I figured he’d die of loneliness at my dad’s house, so I took him to my mom’s. She was really excited to meet him – she was one of the first people I told about him, actually. My mother took excellent care of Norman. It was during one of my last days on break that she pointed out how well he was doing at her house – Norman had grown an extra leaf. My mom wanted to keep Norman, because he was obviously happier in Macon with her than he was in Athens with me. But no, I was selfish. I brought him back to Athens, where he resumed his old life: stable, yet complacent.
Little did I know that my decision to bring Norman back to school with me would almost kill him.

Two months later, spring break arrived. I decided to leave Norman in Athens for the duration of my absence. He really doesn’t require that much water, and I assumed my roommate would water him if he got too dry.
He didn’t.
When I returned to Athens, Norman’s soil was dry and flaky. It even looked like some had disappeared – I have no logical explanation on how that happened.
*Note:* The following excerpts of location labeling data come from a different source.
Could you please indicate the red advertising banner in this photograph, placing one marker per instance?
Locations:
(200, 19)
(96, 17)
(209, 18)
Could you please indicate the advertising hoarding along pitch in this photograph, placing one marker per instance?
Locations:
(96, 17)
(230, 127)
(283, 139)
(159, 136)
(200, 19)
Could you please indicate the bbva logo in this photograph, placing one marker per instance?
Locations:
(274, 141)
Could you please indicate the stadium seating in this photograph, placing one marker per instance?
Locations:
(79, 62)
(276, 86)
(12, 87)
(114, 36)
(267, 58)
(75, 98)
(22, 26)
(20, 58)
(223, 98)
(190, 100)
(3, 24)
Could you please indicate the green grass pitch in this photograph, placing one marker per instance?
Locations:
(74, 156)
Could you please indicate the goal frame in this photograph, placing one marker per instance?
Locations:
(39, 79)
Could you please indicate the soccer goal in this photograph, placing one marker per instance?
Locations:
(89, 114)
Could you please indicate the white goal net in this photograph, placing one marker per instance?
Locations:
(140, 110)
My other ideas don’t make that much sense.
The first thing I did when I saw Norman in such a frail condition was stick him under the faucet. There wasn’t enough dirt in his pot to support his drooping stalks, so I went outside and put some soil from a dead plant’s pot and put it in his. Norman needed support: his stalks were hanging over, and some of his leaves fell off when i touched them. That terrified me.
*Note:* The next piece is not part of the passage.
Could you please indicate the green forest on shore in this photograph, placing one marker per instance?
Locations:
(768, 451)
For days I paid a ridiculous amount of attention to my plant. I gave him too much water at first – so much that the top layer of his soil looked like it was covered in either mold or rhizomes, I’m still not sure. Then I decided to make sure he got as much sunlight as he could so the excess water would get dried up. That worked a little.
Then I decided that maybe by having a companion, Norman could return to his health. I bought a pink hydrangea and named it Happy, and sat her next to Norman on the table on my porch. Happy was different from Norman – she required lots of water and actually produces flowers. Despite their differences, Norman and Happy have a beautiful friendship. They always sit next to one another and I water them at the same time. I think Happy’s presence actually improved Norman’s health, because he has started growing again. Now my baby Norman has six new leaves and a wonderful pink friend. And best of all, I didn’t kill my plant.